American Politics  » Back In Time

Back In Time

Let's go back in time...it's 1967 and the headlines back then read:

US Airforce intensifies the bombing of North Vietnam . . .

U.S. plans to start missile net...

1967 Pan Am Games...

13 US helicopters are shot down in Vietnam...

Writer and historian Bernard B. Fall is killed by a Viet Cong...

Military Coup in Greece...

Six Day War...

Egyptians blockade the Straits of Tiran...

Israeli Air Force launched a pre-emptive strike...

Large Scale War Protest Begins...

Johnson meets Kosygin...

WOW, 1967 was a year for protests and military actions! Does any of this sound familiar? If you were to ad the word "Iraq" in with any of these headlines, it would be something you might hear today.

Let's try another one: U.S. Encouraged by Vietnam Vote (NYT 9/4/1967)

If we replaced Vietnam with Iraq it would read: U.S. Encouraged by Iraq Vote, (CNN 1/30/2005)
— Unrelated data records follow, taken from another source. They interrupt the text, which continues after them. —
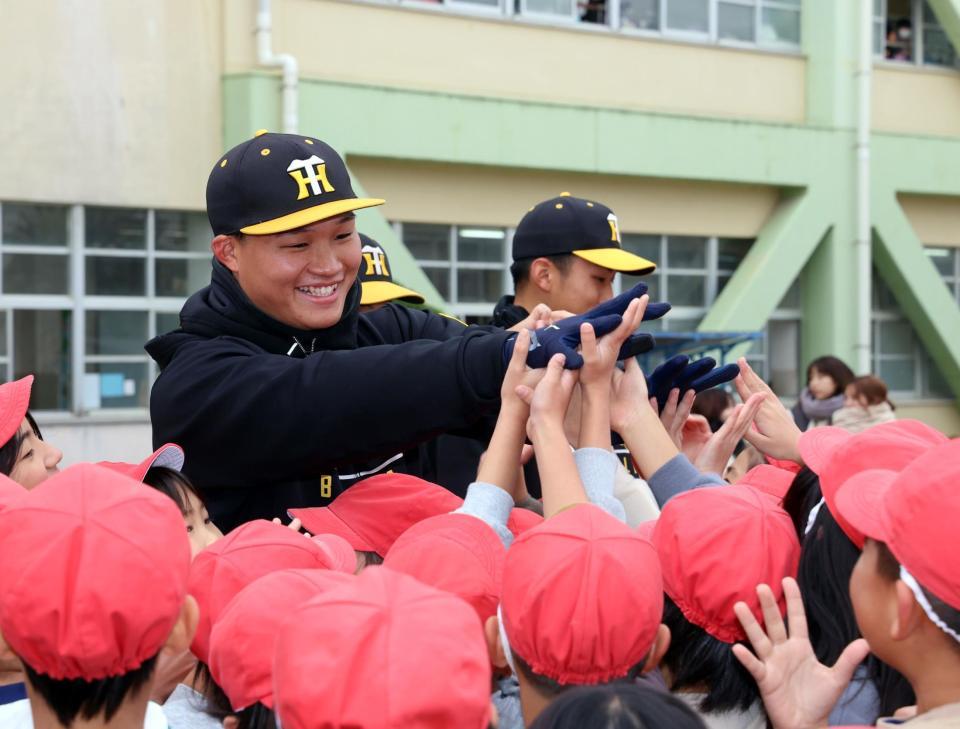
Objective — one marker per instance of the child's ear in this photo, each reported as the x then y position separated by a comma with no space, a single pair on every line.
661,643
182,634
909,614
491,631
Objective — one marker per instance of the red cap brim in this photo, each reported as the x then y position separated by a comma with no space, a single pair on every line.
861,502
817,445
321,520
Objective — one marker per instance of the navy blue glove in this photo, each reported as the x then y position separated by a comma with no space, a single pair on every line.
637,343
678,372
561,338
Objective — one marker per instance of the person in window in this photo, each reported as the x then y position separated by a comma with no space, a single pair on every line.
278,389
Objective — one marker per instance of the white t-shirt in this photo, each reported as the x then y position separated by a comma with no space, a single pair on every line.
18,716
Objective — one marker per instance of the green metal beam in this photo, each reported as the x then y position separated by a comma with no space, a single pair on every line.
918,288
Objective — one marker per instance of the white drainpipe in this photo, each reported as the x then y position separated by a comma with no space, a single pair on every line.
288,63
863,230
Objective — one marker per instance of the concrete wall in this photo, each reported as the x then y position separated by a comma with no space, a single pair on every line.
435,50
421,191
111,102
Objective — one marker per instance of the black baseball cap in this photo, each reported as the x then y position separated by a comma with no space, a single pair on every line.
376,281
278,182
587,229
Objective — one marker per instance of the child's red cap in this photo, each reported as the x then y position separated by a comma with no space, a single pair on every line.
454,552
582,597
716,545
384,652
770,480
370,515
915,512
169,455
242,640
228,565
14,403
93,574
836,456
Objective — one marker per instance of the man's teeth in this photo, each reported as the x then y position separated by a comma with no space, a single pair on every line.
319,290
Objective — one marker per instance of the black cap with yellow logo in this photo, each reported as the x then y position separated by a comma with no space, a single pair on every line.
278,182
587,229
376,280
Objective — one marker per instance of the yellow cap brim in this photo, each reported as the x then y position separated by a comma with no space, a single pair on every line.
311,215
380,292
617,259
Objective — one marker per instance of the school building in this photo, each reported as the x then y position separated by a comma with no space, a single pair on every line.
790,165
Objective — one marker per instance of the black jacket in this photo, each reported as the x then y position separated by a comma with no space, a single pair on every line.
273,417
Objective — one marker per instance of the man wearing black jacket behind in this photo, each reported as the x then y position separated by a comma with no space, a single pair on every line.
274,384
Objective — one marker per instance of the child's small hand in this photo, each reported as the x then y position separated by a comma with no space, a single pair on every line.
518,374
548,402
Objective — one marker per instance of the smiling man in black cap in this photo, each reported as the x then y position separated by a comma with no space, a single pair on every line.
280,393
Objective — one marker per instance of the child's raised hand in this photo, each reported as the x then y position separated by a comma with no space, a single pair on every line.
549,400
600,356
518,374
798,691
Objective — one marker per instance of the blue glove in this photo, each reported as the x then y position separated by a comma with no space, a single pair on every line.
637,343
561,338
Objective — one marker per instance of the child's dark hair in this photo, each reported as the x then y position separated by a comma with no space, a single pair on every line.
802,496
827,559
174,484
834,368
10,450
870,388
75,698
549,688
617,706
697,660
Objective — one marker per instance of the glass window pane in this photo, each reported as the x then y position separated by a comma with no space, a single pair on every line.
182,231
937,48
116,276
942,258
735,22
481,244
686,252
167,322
898,374
118,385
642,14
731,251
551,7
780,26
116,332
687,290
34,225
181,276
479,286
692,15
896,337
116,228
41,343
427,242
440,278
25,273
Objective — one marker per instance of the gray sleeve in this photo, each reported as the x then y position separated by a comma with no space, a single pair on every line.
597,468
678,475
859,704
490,504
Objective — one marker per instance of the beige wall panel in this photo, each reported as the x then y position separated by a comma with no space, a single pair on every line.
915,100
441,51
476,195
111,101
941,415
935,219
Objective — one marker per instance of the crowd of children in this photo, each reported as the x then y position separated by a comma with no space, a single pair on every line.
817,585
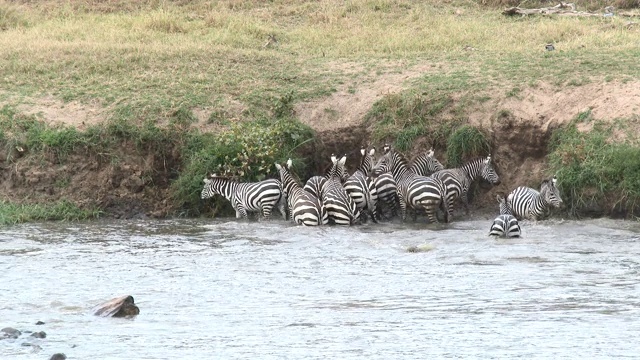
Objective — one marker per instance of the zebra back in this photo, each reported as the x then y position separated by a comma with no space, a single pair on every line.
528,203
245,197
366,162
458,180
340,206
305,208
417,192
426,164
502,205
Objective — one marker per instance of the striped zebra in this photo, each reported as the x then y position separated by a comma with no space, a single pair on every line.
528,203
458,180
417,192
361,187
426,164
260,197
505,224
305,209
387,190
340,206
315,184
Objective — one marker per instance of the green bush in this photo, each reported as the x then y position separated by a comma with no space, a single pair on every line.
63,210
464,143
246,151
594,171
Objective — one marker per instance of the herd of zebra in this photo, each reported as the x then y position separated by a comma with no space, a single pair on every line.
378,188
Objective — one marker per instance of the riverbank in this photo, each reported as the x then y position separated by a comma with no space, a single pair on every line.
121,111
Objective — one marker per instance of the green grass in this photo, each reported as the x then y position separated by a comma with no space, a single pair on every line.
464,143
144,60
594,171
11,213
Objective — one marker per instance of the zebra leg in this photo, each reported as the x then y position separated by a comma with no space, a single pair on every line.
241,212
465,202
431,214
266,211
403,208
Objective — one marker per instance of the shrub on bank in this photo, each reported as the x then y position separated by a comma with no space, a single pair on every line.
245,150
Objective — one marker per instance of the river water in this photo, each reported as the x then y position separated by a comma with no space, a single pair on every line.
227,289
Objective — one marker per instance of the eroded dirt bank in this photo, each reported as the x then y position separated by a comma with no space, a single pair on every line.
137,184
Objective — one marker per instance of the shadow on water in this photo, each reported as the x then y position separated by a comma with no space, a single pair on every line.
242,289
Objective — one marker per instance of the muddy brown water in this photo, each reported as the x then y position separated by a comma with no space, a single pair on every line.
223,289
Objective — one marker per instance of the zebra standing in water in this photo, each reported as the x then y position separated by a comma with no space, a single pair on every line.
417,192
340,206
315,184
505,224
426,164
387,189
305,209
360,186
528,203
458,180
247,197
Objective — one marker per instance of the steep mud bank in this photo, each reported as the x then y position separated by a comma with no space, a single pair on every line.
126,184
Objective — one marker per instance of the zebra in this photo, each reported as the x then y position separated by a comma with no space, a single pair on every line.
247,197
305,208
505,224
315,184
528,203
387,190
458,180
415,191
340,206
426,164
361,187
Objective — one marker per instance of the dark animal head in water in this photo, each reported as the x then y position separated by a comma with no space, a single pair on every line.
119,307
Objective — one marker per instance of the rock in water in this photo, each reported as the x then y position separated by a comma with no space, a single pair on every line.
420,248
119,307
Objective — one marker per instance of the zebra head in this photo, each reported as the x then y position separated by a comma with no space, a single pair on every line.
488,172
502,205
212,186
550,192
338,170
367,160
426,164
382,165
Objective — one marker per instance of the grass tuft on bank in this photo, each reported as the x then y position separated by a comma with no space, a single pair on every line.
596,173
63,210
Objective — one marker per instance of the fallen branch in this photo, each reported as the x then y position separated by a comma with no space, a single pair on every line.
562,9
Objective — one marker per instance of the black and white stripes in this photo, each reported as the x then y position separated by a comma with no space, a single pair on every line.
305,208
505,224
417,192
527,203
260,197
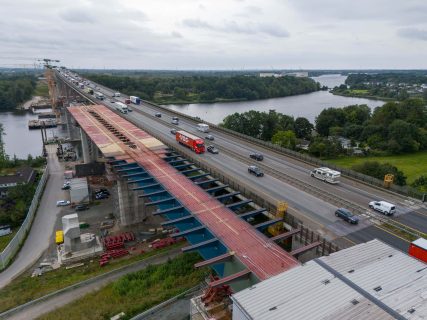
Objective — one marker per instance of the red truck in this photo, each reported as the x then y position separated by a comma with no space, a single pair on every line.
191,141
418,249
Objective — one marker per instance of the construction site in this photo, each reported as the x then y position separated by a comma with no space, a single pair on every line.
157,196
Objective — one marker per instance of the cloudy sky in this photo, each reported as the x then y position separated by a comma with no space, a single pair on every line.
216,34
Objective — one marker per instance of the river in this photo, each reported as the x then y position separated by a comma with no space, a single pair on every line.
21,141
305,105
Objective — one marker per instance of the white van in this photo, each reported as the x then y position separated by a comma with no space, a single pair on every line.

Funny how history repeats itself. The point I'm trying to get is our Iraq war is another Vietnam. We are viewing it the same way and our government hopes and desires are the same. Many headlines from 1967 can be "reused" as headlines today. Below is the entire headline and story from Sept. 4th, 1967...

Don't forget to add the word Iraq in the place of Vietnam then you decide-Ken

U.S. Encouraged by Vietnam Vote :

Officials Cite 83% Turnout Despite Vietcong Terror

by Peter Grose, Special to the New York Times (9/4/1967)

WASHINGTON, Sept. 3-- United States officials were surprised and

heartened today at the size of turnout in South Vietnam's

presidential election despite a Vietcong terrorist campaign to

disrupt the voting.

According to reports from Saigon, 83 per cent of the 5.85 million

registered voters cast their ballots yesterday. Many of them risked

Pending more detailed reports, neither the State Department nor the...

reprisals threatened by the Vietcong.

The size of the popular vote and the inability of the Vietcong to

destroy the election machinery were the two salient facts in a

preliminary assessment of the nation election based on the incomplete

returns reaching here.

Pending more detailed reports, neither the State Department nor the

White House would comment on the balloting or the victory of the

military candidates, Lieut. Gen. Nguyen Van Thieu, who was running

for president, and Premier Nguyen Cao Ky, the candidate for vice

president.

A successful election has long been seen as the keystone in President

Johnson's policy of encouraging the growth of constitutional

processes in South Vietnam. The election was the culmination of a

constitutional development that began in January, 1966, to which

President Johnson gave his personal commitment when he met Premier Ky

and General Thieu, the chief of state, in Honolulu in February.

The purpose of the voting was to give legitimacy to the Saigon

Government, which has been founded only on coups and power plays

since November, 1963, when President Ngo Dinh Deim was overthrown by

a military junta.

Few members of that junta are still around, most having been ousted

or exiled in subsequent shifts of power.

Significance Not Diminished

The fact that the backing of the electorate has gone to the generals

who have been ruling South Vietnam for the last two years does not,

in the Administration's view, diminish the significance of the

constitutional step that has been taken.

The hope here is that the new government will be able to maneuver

with a confidence and legitimacy long lacking in South Vietnamese

politics. That hope could have been dashed either by a small

turnout, indicating widespread scorn or a lack of interest in

constitutional development, or by the Vietcong's disruption of the

balloting.

American officials had hoped for an 80 per cent turnout. That was

the figure in the election in September for the Constituent

Assembly. Seventy-eight per cent of the registered voters went to

the polls in elections for local officials last spring.

Before the results of the presidential election started to come in,

the American officials warned that the turnout might be less than 80

per cent because the polling place would be open for two or three

hours less than in the election a year ago. The turnout of 83 per

cent was a welcome surprise. The turnout in the 1964 United States

Presidential election was 62 per cent.

Captured documents and interrogations indicated in the last week a

serious concern among Vietcong leaders that a major effort would be

required to render the election meaningless. This effort has not

succeeded, judging from the reports from Saigon.